Spam, Ham, Subject and From – Make it easy on me.

I got an e-mail from Pottery Barn today (don’t ask), with the subject line: “Bring all-natural beauty to the bed”
I knew it was from Pottery Barn because they were nice enough to make the display name for the e-mail state so.

I often have a business relationship with smaller firms who haven’t thought everything out, or don’t realize the impact… and who send out e-mails that just show up as “Frank” or “Chris”, and then use my first and last name in the subject line.

You know… the kind of stuff that’s indistinguishable from spam.

Regarding Pottery Barn’s e-mail list… I will assume that I somehow signed up for the mailings, so if I decide that I don’t want mail from them any more, I just tell them — I’d never flag it as spam.

But if Bob Jones from Jones Widgets sends me an e-mail that in Outlook tells me:
From: Bob Subject: Anthony Ortenzi, we have some great new products
or… even worse…
From: Bob Subject: %firstname% %lastname%, we have some great new products

What am I going to do? Manually flag it as spam.
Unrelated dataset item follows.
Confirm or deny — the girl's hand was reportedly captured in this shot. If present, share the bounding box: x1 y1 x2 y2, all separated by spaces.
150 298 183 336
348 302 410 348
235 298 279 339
And if my spam filtering software does it’s job, I’m never going to see any e-mails from Bob Jones at Jones Widgets again.

With the consequences being what they are, if you’re sending out e-mails, first do a test run to another address of yours, and see that it looks like something you’d actually read… or at least not like something you’d reflexively block.

Don’t spend time and money trying to acquire customers or partners and then shoot yourself in the foot.